October Philly Software / SaaS & Tech Enabled Services Deals

Billtrust Goes Public via SPAC

Tom Paine

Software/SaaS companies are often selling for a premium now; enterprise software is particularly in demand. Others, smaller and less established, seek stronger financial or strategic partners. Some may desire to sell by year end, based on their expectations for the election or tax situations.

October was a busy month for Philadelphia firms.

Billtrust, a Lawrenceville NJ B2B payments firm, avoided the IPO hassles by pursuing a SPAC merger, and is now trading on the Nasdaq under BTRS. . Billtrust had an initial trading value of $1.3 billion, much higher than expected when it announced it was seeking a. buyer several. months ago.

AGI (Analytical Graphics), Exton, which tracks space junk, sold to Pittsburgh-based Ansys for $700 million, an impressive <9x its $80 million annualized sales. Ansys knows what to do with that type of engineering talent and it should be a good fit for both.

Wirecard NA, the former eCount and Citi Prepaid which somehow was able to immediately declare itself a free agent when its German parent collapsed, sold for considerably less than the $400 million initially expected.

Health Advocate, the somewhat smaller version of its Plymouth Meeting neighbor Accolade, sold to the French for $690 million. Accodade, post-IPO, now trades as ACCD on the Nasdaq with a market cap of $1.9 billion..

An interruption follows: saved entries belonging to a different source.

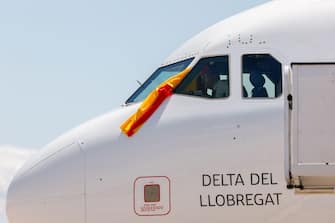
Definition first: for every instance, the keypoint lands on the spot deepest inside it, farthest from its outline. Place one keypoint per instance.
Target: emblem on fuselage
(152, 196)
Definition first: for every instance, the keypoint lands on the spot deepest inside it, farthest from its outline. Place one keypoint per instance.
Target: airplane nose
(50, 189)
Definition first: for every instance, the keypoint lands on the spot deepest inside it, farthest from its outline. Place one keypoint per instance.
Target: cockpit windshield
(158, 77)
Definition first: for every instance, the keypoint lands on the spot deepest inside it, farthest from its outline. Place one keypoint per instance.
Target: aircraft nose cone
(49, 189)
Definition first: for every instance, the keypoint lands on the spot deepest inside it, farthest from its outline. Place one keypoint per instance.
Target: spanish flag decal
(151, 103)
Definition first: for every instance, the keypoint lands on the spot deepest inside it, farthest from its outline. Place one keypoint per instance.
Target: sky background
(66, 61)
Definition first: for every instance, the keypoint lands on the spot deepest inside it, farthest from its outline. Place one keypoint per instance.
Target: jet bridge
(311, 128)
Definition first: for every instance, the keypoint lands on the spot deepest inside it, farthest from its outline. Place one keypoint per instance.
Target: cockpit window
(158, 77)
(261, 76)
(209, 79)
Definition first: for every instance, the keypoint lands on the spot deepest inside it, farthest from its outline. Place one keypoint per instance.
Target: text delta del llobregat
(239, 199)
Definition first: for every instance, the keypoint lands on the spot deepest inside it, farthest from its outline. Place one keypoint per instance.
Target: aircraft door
(311, 106)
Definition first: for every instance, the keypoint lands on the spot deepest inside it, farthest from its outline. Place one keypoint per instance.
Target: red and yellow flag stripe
(152, 103)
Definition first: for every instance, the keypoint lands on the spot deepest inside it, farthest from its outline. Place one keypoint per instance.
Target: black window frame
(281, 77)
(191, 76)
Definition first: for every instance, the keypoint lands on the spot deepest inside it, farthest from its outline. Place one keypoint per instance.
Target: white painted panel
(313, 120)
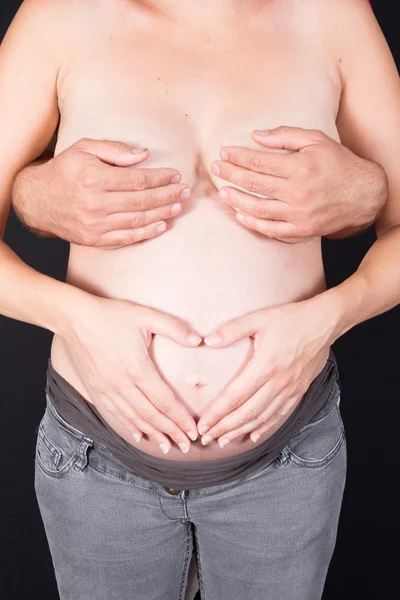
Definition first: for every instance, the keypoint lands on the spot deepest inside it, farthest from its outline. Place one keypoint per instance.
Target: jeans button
(172, 491)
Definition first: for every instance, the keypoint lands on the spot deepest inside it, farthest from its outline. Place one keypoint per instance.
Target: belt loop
(82, 459)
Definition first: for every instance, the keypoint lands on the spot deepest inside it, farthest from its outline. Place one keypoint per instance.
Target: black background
(365, 563)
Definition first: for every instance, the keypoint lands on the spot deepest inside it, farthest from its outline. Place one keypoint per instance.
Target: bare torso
(183, 92)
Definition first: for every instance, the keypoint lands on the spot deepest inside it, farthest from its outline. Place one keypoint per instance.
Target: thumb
(234, 330)
(113, 153)
(171, 328)
(289, 138)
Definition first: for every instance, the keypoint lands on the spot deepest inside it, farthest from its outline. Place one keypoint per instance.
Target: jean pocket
(318, 442)
(59, 446)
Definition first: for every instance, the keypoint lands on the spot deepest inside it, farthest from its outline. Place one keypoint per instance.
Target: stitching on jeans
(56, 472)
(51, 448)
(161, 497)
(186, 563)
(315, 463)
(143, 487)
(199, 567)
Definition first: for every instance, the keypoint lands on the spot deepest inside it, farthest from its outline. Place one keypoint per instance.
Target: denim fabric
(114, 535)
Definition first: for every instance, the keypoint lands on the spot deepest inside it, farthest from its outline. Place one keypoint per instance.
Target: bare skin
(334, 193)
(207, 268)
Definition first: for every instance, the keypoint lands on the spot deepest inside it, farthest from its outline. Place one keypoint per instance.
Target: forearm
(370, 200)
(35, 298)
(25, 195)
(372, 290)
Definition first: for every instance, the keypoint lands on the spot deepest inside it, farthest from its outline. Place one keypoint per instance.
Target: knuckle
(249, 415)
(262, 419)
(149, 416)
(303, 194)
(140, 181)
(137, 220)
(261, 211)
(116, 146)
(164, 407)
(252, 183)
(88, 178)
(145, 201)
(304, 170)
(283, 129)
(125, 240)
(256, 161)
(82, 142)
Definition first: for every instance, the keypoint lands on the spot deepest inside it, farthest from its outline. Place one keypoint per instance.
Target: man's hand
(108, 345)
(291, 346)
(318, 189)
(86, 195)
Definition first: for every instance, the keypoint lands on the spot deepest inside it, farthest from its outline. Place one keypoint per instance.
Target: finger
(122, 179)
(269, 409)
(113, 240)
(166, 413)
(239, 418)
(134, 220)
(262, 209)
(148, 199)
(169, 327)
(124, 412)
(260, 161)
(236, 393)
(153, 421)
(289, 138)
(113, 153)
(269, 228)
(257, 183)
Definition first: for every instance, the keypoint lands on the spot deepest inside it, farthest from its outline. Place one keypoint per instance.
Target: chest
(184, 97)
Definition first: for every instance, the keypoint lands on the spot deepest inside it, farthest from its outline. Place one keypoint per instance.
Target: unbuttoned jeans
(114, 535)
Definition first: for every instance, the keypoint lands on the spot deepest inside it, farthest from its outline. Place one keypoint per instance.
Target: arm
(372, 189)
(104, 336)
(369, 124)
(28, 120)
(23, 204)
(282, 368)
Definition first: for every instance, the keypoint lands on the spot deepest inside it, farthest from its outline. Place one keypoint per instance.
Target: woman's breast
(205, 269)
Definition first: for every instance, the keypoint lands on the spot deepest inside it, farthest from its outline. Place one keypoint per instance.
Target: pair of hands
(91, 202)
(109, 349)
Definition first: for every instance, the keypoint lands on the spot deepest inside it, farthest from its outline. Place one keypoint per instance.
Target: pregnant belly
(206, 269)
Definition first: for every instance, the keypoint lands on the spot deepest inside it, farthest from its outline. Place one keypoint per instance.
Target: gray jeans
(114, 535)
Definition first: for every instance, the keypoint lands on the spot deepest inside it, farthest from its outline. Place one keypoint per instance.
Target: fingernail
(215, 168)
(138, 150)
(176, 208)
(241, 217)
(214, 338)
(161, 227)
(223, 443)
(186, 193)
(206, 440)
(194, 338)
(184, 447)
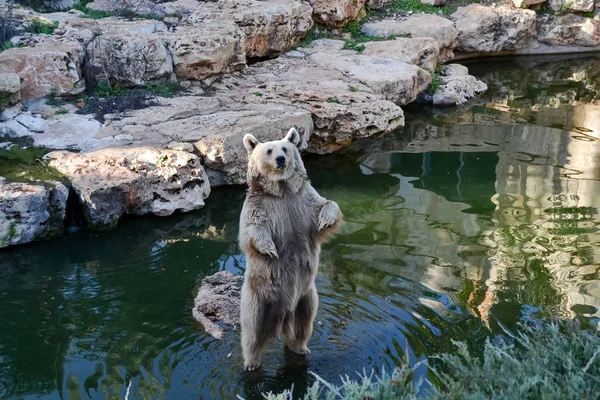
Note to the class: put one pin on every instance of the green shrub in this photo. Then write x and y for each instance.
(436, 82)
(550, 361)
(414, 5)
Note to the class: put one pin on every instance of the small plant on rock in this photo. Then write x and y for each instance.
(436, 82)
(52, 100)
(40, 26)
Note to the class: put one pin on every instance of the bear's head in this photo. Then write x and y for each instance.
(276, 163)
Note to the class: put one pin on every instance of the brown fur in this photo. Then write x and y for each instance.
(283, 223)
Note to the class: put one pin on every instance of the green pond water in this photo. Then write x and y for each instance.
(464, 223)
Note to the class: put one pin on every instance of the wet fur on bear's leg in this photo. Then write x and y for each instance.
(261, 321)
(298, 326)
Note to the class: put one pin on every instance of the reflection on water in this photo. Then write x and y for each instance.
(465, 220)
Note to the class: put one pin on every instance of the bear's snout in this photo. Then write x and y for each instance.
(280, 162)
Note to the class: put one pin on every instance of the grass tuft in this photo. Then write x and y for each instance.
(546, 361)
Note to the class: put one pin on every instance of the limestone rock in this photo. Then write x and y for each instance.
(568, 30)
(216, 126)
(271, 26)
(521, 3)
(343, 108)
(336, 13)
(218, 300)
(457, 86)
(180, 8)
(128, 7)
(129, 53)
(10, 89)
(422, 52)
(46, 67)
(214, 47)
(377, 4)
(31, 211)
(418, 26)
(572, 5)
(223, 150)
(59, 132)
(492, 29)
(395, 80)
(117, 181)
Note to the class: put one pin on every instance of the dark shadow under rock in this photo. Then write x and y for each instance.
(218, 302)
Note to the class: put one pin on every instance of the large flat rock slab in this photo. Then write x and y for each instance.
(48, 67)
(342, 107)
(492, 29)
(418, 26)
(215, 126)
(422, 52)
(568, 30)
(133, 53)
(397, 81)
(336, 13)
(270, 26)
(31, 211)
(113, 182)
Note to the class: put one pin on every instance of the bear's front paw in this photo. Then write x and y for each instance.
(251, 366)
(328, 216)
(269, 251)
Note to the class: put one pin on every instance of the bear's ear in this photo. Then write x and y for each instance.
(250, 142)
(293, 137)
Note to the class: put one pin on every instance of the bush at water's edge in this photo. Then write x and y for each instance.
(551, 361)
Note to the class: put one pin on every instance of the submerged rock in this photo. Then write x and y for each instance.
(457, 87)
(113, 182)
(31, 211)
(218, 301)
(492, 29)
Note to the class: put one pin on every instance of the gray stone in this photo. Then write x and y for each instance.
(10, 89)
(47, 67)
(31, 211)
(218, 300)
(568, 30)
(457, 87)
(336, 13)
(422, 52)
(271, 27)
(418, 26)
(572, 5)
(493, 29)
(214, 47)
(139, 181)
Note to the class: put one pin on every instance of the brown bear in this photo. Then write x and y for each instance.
(283, 223)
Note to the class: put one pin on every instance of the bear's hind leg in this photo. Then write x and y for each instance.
(258, 326)
(300, 325)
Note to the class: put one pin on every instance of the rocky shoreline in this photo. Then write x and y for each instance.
(242, 66)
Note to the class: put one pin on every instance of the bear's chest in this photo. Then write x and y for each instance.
(292, 216)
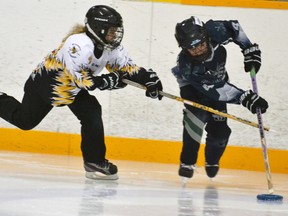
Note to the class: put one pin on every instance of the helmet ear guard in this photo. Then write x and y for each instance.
(99, 19)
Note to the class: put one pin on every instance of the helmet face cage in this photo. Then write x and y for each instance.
(104, 22)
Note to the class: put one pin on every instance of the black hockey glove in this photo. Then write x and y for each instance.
(252, 58)
(153, 84)
(252, 101)
(112, 81)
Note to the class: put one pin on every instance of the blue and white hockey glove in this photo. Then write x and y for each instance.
(252, 58)
(252, 101)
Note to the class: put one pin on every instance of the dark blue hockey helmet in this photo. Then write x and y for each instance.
(190, 33)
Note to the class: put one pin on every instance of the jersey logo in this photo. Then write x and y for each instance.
(74, 50)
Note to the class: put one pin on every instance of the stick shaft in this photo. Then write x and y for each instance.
(262, 135)
(197, 105)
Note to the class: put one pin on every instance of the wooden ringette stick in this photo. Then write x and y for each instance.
(262, 135)
(197, 105)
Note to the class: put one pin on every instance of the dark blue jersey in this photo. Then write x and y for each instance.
(210, 77)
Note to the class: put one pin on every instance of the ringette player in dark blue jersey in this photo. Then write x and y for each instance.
(203, 78)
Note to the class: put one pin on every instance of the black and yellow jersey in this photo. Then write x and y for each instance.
(73, 66)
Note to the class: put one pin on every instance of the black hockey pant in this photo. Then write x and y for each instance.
(195, 120)
(30, 112)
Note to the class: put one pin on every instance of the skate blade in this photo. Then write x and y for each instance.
(184, 181)
(100, 176)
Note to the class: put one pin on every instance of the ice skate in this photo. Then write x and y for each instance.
(186, 171)
(101, 171)
(2, 94)
(211, 170)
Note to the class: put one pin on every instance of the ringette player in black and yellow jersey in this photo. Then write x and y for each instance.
(68, 73)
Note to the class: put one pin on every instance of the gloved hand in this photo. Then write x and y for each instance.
(153, 84)
(252, 101)
(112, 81)
(252, 58)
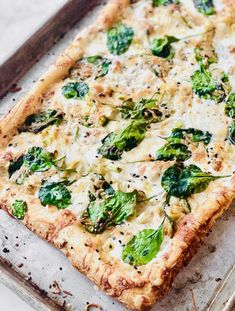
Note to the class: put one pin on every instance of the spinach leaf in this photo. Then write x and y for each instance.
(162, 47)
(109, 212)
(182, 181)
(231, 133)
(55, 193)
(19, 209)
(164, 2)
(206, 86)
(230, 106)
(37, 122)
(119, 39)
(193, 134)
(173, 151)
(113, 145)
(205, 7)
(145, 108)
(77, 90)
(103, 65)
(38, 159)
(143, 247)
(15, 165)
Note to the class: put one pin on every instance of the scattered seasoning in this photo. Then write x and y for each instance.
(15, 88)
(56, 288)
(93, 305)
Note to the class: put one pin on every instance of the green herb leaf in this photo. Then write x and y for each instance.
(119, 39)
(182, 181)
(193, 134)
(205, 7)
(164, 2)
(38, 159)
(230, 106)
(144, 109)
(19, 209)
(173, 151)
(208, 86)
(37, 122)
(205, 55)
(77, 90)
(162, 47)
(231, 133)
(55, 193)
(113, 145)
(143, 247)
(15, 165)
(109, 212)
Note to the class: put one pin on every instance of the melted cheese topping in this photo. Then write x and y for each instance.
(131, 75)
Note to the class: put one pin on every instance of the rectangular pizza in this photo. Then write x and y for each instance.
(122, 155)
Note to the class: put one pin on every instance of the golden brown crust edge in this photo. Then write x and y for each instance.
(190, 233)
(188, 238)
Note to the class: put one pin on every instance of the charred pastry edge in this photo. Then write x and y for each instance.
(136, 295)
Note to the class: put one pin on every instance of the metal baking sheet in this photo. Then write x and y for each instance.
(44, 278)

TargetX, a Conshohocken-based CRM product for higher ed built upon Salesforce, sold to Liaison.

Anexinet and Qlik both made interesting niche acquisitions.

Somewhat in this category as an ecommerce company, Nutrisystem sold for $575 million, down from $1.3 billion less than two years ago.  Kainos Capital was the buyer, assisted by MSD Capital, Michael Dell’s private family fund.

Was it the food?.

Questions from Accolade S-1

Tom Paine

See my previous post on Accolade’s IPO filing here.

Accolade, based in Plymouth Meeting and Seattle, submitted an S-1 to the SEC Friday (February 28) outlining plans for an IPO.

Conclusion: Some analysts probably have better information, but from info available to the general public it’s difficult to come up with an intelligent set of metrics for assessing its valuation. Not that it’s a unique case.

Accolade has raised at least $230 million in venture financing according to CrunchBase, and its last known valuation was $620 million according to Pitchbook.

It’s difficult to build a meaningful projected financial model for Accolade. Not enough history, and the economics are skewed by very large customers and high upfront development costs.

Its largest customers, Comcast Cable, Lowe’s and United Airlines, together accounted for 60% of its revenue for its 2019 fiscal year. Comcast alone represented 35% of its revenue for the year.

Customer concentration is a risk factor.

Accolade is not truly a tech company, but a technology-enabled health services company. No matter how much engineering it does, the variable people cost will still be there.

Some other health information companies that originally were full fledge tech firms are now adding more of the human factor in.

Hard to project future gross margins.

Adjusted gross margins were 30.9% in FY 2018 versus 36.4% in FY 2019; These will have to continue to improve..

Financial results for FY 2020 were left empty for now; looks like they might be filled in later (fiscal year ended 2/29)

Comparison: Perhaps the closest “twin” to Accolade is its Plymouth Meeting neighbor Health Advocate. It was snapped up by Omaha-based West Corporation for $265 million in 2014. Then buyout firm Apollo Global Management bought West Corporation (now Intrado Corporation) in 2017. Health Advocate has almost the same number of employees as Accolade, but I haven’t found any breakout of its financials.

Accolade relies on using AWS and Google Cloud for IT processing.